Dans un autre avantage pour le Kremlin, le document ne contenait aucune obligation de la part de la Russie, qui a insisté sur le fait qu’elle n’était pas partie au conflit et l’a intégré aux affaires intérieures de l’Ukraine.

Beaucoup d’Ukrainiens n’étaient pas d’accord avec cet accord, le considérant comme une trahison des intérêts nationaux et une atteinte à l’intégrité du pays. La consternation généralisée du public a effectivement bloqué la mise en œuvre de l’accord.

MOSCOU ET KYIV COMMERCE BLAME

Alors que l’accord de Minsk a contribué à mettre fin à des batailles à grande échelle, de fréquentes escarmouches se sont poursuivies, les deux parties se blâmant mutuellement. Les parties ont négocié une longue série de nouveaux cessez-le-feu, mais tous ont été rapidement violés.

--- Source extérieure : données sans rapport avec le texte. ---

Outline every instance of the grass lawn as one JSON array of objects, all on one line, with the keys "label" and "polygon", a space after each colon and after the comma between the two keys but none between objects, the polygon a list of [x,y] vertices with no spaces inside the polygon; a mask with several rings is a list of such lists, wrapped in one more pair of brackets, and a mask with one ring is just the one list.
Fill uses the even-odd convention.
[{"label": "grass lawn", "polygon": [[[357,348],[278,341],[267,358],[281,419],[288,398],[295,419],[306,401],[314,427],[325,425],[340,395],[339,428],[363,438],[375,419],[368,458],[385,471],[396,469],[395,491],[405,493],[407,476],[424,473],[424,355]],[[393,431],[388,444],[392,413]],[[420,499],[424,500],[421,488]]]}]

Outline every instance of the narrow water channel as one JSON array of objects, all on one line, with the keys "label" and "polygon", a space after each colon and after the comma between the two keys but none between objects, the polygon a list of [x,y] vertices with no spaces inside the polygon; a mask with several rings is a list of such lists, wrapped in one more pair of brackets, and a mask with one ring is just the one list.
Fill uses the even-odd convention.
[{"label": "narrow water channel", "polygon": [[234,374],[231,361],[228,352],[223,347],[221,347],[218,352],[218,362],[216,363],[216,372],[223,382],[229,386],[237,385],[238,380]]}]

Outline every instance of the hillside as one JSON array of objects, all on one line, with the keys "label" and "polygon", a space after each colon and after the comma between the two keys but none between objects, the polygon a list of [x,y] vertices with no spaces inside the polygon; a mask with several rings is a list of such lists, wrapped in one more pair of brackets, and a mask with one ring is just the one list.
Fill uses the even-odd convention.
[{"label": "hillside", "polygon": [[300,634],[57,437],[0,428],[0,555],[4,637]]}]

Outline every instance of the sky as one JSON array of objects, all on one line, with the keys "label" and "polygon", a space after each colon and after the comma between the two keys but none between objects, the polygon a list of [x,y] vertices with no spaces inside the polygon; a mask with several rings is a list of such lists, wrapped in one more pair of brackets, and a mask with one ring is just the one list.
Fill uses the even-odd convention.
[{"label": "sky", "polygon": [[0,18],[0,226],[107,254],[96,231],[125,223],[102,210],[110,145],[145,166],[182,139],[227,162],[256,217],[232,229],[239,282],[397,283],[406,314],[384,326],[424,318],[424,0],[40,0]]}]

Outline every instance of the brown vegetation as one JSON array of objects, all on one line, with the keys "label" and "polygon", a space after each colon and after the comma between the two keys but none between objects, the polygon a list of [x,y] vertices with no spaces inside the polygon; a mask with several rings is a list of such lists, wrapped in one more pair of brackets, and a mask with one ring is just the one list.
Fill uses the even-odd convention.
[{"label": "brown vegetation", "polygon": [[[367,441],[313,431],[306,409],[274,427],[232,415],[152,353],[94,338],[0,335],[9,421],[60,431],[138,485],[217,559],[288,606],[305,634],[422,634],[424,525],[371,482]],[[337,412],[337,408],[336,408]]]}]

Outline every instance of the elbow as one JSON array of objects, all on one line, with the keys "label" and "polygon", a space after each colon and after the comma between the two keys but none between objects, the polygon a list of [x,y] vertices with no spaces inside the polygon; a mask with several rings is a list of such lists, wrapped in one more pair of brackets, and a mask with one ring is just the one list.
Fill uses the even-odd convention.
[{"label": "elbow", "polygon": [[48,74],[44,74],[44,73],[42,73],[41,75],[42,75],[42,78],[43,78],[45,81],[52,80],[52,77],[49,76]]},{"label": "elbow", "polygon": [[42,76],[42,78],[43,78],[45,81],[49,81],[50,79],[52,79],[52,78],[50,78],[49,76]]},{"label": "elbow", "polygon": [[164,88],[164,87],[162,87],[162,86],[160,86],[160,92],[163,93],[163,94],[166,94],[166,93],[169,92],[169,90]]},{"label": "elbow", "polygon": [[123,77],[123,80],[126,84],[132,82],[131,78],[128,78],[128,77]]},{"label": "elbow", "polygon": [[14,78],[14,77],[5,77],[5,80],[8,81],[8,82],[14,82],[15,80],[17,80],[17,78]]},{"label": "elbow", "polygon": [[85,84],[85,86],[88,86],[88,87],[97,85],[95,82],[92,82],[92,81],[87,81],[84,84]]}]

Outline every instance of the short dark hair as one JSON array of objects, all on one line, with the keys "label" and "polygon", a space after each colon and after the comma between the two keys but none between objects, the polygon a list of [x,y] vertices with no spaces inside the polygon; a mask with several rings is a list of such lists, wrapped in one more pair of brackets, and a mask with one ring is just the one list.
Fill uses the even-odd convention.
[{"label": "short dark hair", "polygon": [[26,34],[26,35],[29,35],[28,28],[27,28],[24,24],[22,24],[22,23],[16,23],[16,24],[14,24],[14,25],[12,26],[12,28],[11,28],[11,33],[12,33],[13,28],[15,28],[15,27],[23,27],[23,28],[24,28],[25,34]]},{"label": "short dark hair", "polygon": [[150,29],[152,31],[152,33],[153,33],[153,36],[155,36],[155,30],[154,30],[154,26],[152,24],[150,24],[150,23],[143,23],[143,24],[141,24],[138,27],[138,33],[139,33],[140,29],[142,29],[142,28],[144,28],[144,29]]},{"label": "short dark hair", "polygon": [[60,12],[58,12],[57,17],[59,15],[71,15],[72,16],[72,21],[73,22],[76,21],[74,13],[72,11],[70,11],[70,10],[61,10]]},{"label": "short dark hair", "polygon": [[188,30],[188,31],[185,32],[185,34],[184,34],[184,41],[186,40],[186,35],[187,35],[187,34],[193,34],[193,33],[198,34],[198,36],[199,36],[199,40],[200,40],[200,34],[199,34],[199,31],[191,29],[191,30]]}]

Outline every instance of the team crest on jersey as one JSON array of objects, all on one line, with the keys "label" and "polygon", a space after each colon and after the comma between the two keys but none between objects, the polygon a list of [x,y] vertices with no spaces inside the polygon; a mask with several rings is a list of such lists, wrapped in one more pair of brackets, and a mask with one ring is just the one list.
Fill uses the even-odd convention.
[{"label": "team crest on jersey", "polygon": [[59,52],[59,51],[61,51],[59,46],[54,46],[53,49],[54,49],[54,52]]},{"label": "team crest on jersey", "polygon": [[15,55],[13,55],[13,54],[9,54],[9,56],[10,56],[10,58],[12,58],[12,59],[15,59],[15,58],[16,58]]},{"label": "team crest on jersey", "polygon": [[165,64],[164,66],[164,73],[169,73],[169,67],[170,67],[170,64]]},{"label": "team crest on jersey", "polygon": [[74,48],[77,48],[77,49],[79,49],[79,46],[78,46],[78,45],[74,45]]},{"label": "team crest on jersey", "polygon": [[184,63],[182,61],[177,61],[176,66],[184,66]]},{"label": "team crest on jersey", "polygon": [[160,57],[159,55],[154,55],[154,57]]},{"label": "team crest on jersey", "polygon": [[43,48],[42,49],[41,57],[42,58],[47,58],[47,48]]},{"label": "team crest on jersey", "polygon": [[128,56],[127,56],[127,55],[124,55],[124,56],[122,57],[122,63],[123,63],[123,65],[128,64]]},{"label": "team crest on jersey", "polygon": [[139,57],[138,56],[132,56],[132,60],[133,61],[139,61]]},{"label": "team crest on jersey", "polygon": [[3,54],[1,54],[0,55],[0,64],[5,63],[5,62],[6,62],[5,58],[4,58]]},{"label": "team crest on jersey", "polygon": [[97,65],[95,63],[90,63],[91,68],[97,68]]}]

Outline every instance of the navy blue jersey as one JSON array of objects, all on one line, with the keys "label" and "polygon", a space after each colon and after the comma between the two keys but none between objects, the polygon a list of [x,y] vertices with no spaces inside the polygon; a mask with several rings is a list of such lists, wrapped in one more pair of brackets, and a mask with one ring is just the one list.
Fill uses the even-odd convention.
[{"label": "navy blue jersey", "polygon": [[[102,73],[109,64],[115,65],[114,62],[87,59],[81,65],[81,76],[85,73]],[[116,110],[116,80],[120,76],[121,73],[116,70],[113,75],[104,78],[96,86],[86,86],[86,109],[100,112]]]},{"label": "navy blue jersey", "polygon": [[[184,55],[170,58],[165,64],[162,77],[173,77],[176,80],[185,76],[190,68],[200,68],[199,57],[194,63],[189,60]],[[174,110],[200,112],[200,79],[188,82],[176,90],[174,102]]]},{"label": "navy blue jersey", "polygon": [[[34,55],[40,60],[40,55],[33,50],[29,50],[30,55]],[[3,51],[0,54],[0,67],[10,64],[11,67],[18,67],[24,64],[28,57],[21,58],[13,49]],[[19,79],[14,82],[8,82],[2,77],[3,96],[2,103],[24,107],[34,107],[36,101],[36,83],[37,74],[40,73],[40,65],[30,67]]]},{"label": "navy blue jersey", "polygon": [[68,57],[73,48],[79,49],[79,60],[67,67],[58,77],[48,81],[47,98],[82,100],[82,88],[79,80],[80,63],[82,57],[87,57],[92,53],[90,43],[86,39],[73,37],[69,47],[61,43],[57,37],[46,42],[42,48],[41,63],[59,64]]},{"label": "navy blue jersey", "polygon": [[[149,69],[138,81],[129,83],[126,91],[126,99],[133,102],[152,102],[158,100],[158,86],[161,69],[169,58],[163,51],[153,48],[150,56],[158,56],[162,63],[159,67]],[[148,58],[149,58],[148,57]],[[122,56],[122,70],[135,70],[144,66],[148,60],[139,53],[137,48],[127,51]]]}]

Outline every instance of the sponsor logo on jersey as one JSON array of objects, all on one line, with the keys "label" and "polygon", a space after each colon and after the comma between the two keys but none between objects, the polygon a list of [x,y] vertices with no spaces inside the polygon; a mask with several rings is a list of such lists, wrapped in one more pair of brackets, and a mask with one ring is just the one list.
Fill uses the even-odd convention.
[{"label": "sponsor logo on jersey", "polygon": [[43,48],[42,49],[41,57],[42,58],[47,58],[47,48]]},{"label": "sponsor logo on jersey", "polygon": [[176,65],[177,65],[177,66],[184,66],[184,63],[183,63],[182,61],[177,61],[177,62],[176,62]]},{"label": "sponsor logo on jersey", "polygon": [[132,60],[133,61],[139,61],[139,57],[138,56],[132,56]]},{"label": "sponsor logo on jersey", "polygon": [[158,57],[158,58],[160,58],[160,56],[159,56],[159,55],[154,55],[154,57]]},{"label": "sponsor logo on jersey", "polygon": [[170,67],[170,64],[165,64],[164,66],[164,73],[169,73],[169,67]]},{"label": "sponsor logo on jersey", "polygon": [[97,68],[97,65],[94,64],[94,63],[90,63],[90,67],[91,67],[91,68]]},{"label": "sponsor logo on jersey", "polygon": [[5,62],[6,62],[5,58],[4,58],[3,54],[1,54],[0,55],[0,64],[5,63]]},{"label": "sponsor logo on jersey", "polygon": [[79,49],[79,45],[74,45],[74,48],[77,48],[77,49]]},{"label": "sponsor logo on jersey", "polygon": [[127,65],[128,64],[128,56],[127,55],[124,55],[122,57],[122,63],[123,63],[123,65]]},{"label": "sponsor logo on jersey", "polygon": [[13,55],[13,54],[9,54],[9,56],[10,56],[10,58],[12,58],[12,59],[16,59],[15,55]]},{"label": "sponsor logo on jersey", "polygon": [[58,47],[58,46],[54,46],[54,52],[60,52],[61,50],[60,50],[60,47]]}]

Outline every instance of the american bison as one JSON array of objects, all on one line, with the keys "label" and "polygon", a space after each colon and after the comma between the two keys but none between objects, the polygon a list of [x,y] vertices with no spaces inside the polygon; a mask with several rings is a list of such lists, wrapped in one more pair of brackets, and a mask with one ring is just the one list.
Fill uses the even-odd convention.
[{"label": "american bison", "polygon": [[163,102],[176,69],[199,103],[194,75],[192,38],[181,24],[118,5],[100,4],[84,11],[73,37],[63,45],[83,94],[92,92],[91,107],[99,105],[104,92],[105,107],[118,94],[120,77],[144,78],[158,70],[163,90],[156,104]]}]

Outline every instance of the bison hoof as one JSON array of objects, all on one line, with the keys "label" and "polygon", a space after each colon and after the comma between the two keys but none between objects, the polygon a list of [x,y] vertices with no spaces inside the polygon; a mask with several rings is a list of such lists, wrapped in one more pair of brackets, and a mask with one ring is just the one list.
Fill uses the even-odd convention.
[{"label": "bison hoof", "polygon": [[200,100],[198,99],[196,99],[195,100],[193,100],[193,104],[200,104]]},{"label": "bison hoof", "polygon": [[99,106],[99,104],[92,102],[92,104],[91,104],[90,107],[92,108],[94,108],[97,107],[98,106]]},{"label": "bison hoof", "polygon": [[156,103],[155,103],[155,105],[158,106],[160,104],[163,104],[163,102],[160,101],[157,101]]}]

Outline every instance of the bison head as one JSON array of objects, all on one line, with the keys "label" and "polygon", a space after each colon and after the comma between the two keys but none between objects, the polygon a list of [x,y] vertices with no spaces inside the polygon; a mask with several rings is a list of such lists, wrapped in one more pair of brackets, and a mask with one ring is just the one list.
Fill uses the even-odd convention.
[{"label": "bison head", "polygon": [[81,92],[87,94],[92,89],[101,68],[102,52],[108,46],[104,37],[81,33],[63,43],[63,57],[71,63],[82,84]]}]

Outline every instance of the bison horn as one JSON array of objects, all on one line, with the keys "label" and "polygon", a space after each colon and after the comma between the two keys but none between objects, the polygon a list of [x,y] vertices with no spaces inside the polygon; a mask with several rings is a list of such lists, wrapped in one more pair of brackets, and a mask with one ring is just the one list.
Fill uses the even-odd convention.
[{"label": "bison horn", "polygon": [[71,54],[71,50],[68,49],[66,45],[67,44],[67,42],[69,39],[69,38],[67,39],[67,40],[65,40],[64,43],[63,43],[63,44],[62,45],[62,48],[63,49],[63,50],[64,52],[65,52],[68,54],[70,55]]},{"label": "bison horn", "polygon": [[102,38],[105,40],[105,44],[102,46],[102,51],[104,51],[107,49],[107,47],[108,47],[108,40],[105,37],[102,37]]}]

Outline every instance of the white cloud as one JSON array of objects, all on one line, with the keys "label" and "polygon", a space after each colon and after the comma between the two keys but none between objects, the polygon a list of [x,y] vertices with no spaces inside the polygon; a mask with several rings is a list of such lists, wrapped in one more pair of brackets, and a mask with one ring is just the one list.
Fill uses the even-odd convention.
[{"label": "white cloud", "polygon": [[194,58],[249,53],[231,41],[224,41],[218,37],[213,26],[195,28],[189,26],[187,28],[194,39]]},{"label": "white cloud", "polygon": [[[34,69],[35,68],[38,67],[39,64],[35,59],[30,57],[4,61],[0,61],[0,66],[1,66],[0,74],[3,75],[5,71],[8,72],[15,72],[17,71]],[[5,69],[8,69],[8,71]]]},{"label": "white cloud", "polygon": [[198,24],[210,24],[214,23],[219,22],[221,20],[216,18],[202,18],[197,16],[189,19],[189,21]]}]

L’Ukraine a accusé la Russie de ne pas avoir retiré ses troupes des zones de conflit. Moscou a fermement nié leur présence là-bas et a souligné le déploiement d’instructeurs militaires occidentaux en Ukraine.

Tout en niant toute implication militaire dans l’est de l’Ukraine, la Russie a offert un soutien politique et économique aux rebelles et accordé la citoyenneté à plus de 700 000 habitants de la région.

Les dirigeants de la Russie, de l’Ukraine, de la France et de l’Allemagne se sont engagés à adhérer à l’accord de Minsk lors de leur dernière rencontre à Paris en décembre 2019, mais n’ont fait aucun progrès visible.

PLUS DE DISCOURS

Le président ukrainien Volodymyr Zelenskyy a fait pression pour un autre sommet à quatre, mais le Kremlin a déclaré que cela ne servirait à rien tant que l’Ukraine n’accepterait pas de respecter les obligations de l’accord.

Au milieu des tensions croissantes sur le renforcement militaire russe près de l’Ukraine, la France et l’Allemagne ont intensifié leurs efforts pour négocier davantage de pourparlers à quatre sur le conflit à l’est, y voyant un moyen possible d’apaiser les tensions dans la crise plus large.

Les représentants des quatre pays se sont rencontrés à Paris le 26 janvier, n’obtenant aucun progrès, mais ils ont convenu de tenir la session à Berlin jeudi, dans le but de s’entendre sur une interprétation commune des accords de Minsk.

Le président français Emmanuel Macron a cherché à relancer l’accord de Minsk lors de ses visites à Moscou et à Kiev cette semaine, le décrivant comme « la seule voie permettant de construire la paix… et de trouver une solution politique durable ».

LA PRESSION SUR L’UKRAINE

Face aux appels occidentaux à la mise en œuvre de l’accord de Minsk, les responsables ukrainiens sont devenus de plus en plus critiques à l’égard du document.

Oleksiy Danilov, le secrétaire du Conseil national de sécurité et de défense de l’Ukraine, a déclaré à l’Associated Press la semaine dernière que l’accord avait été signé « sous un canon russe » et a averti que « le respect de l’accord de Minsk signifie la destruction du pays ».

Le ministre ukrainien des Affaires étrangères, Dmytro Kuleba, a affirmé que Moscou avait l’intention d’utiliser l’accord pour réintégrer les régions rebelles en Ukraine et de les utiliser pour bloquer les aspirations pro-occidentales du pays, jurant : « Cela n’arrivera pas ».

Zelenskyy était plus diplomate mais a noté qu’il n’aimait pas chaque point du document de Minsk, un commentaire qui a suscité une remarque narquoise et grossière du président russe Vladimir Poutine.

« Qu’on le veuille ou non, tu dois supporter ça, ma beauté », a plaisanté Poutine, en utilisant un vers grossier du folklore russe. « Vous devez le remplir. Cela ne fonctionnera pas autrement.